Vaccine injections are the most common cause of iatrogenic pain in childhood
Procedural interventions refer to injection techniques and strategies
Physical interventions include age-appropriate activities (skin-to-skin contact), posture and body position (child sitting upright).
Process interventions refer to teaching pain-management strategies to clinicians, parents and children.
Psychological interventions include distraction.
Pain, fear or distress associated with childhood immunisation.
A 2015 clinical practice guideline (based on published evidence summarised in this entry) provides ‘strong’ and ‘weak’ recommendations for the interventions described below (see Description). The guideline also includes additional age-appropriate interventions and recommendations not included here.
No aspiration (strong recommendation)
For children of all ages, avoiding aspiration before intramuscular vaccine injections reduces pain and distress. Aspiration, which causes pain due to the combination of longer needle dwelling time and the sheering action of the needle, is unnecessary for vaccination injections because the injection sites lack major blood vessels.
Simultaneous rather than sequential injections (strong recommendation)
For infants up to 12 months, simultaneous injections are associated with less distress.
Most painful vaccine last (strong recommendation)
For all age groups, when more than one vaccine injection is scheduled for the same visit, injecting the most painful vaccine last decreases distress, perhaps because pain can escalate with each subsequent injection due to hyperalgesia. Painful vaccines that should be given last include M-M-R®II and pneumococcal conjugate vaccine (PCV).
Choice of injection site (weak recommendation)
For infants up to 12 months, vastus lateralis rather than deltoid injection leads to less distress.
Sitting upright (rather than the child lying supine) (strong recommendation)
For children three years and older, sitting upright decreases pain and fear. Children can sit on a parent’s lap or sit upright on their own, although restraint may heighten distress.
Holding (rather than the child lying supine) (strong recommendation)
For children up to three years, holding the child in a comfortable and close position during the injection reduces distress, as does holding with rocking and/or patting the child following the injection.
Skin-to-skin contact during vaccine injection (strong recommendation)
For neonates up to one month, skin-to-skin contact reduces distress. For example, ‘kangaroo care’, which involves placing a nappy-clad infant on the bare chest of the mother.
Sucking (weak recommendation)
Even non-nutritive sucking using a finger, thumb or pacifier reduces distress.
Based on data from 13 studies, there are improvements in pain, fear or distress when:
- clinicians are educated about vaccine injection, pain prevention and management (strong recommendation)

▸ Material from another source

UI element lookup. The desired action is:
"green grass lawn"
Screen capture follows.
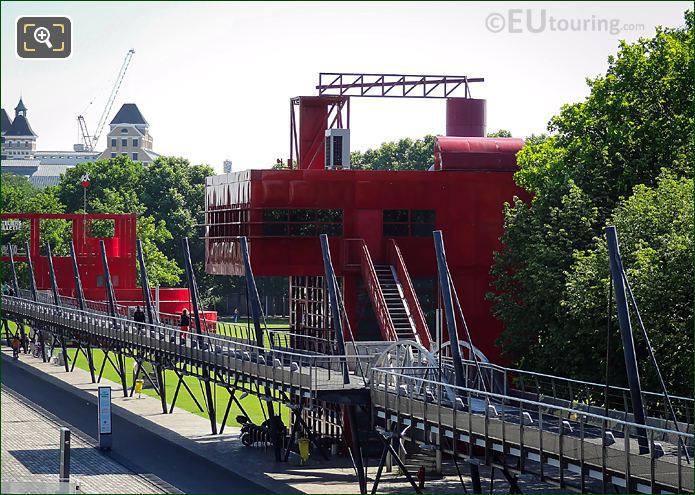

- parents are educated on the day of immunisation (strong recommendation)
- parents are present during immunisation for children under 10 years (strong recommendation)
- children aged three years or older receive education on the day of vaccination (strong recommendation).
In children aged three years or younger, there is less distress with both directed video and toy distraction, and non-directed toy distraction (weak recommendation). (Note that ‘directed’ refers to studies in which an adult attempts to engage the young child in the distraction, whereas ‘non-directed’ refers to studies in which the child is just exposed to distractors.)
For older children, verbal, video and music distraction, and breathing with a toy (blowing bubbles or a pin-wheel) reduces pain, fear and distress (weak recommendation).
Tips and challenges
Sweet solutions may be given to infants in conjunction with or as an alternative to these interventions for infants. (Refer to HANDI – Sweet solutions: Procedural pain in infants up to 12 months.)
Where appropriate, breastfeeding during vaccine injection can reduce distress through multiple mechanisms such as physical comfort, distraction and ingestion of a sweet-tasting substance.
NHMRC Level 1 evidence.
Birnie KA, Chambers CT, Taddio A, et al. Psychological interventions for vaccine injections in children and adolescents: Systematic review of randomized and quasi-randomized controlled trials. Clin J Pain 2015;31(10 Suppl):S72–89.
Pillai Riddell R, Racine NM, Gennis HG, et al. Non-pharmacological management of infant and young child procedural pain. Cochrane Database Syst Rev 2015(12):CD006275.
Pillai Riddell R, Taddio A, McMurty CM, et al. Process interventions for vaccine injections: Systematic review of randomized controlled trials and quasi-randomized controlled trials. Clin J Pain 2015;31(10 Suppl):S99–S108.
Pillai Riddell R, Taddio A, McMurty CM, et al. Psychological interventions for vaccine injections in young children 0 to 3 years: Systematic review of randomized controlled trials and quasi-randomized controlled trials. Clin J Pain 2015;31(10 Suppl):S64–S71.
Taddio A, Shah V, McMurtry M, et al. Procedural and physical interventions for vaccine injections: Systematic review of randomized controlled trials and quasi-randomized controlled trials. Clin J Pain 2015;31(10 Suppl):S20–37.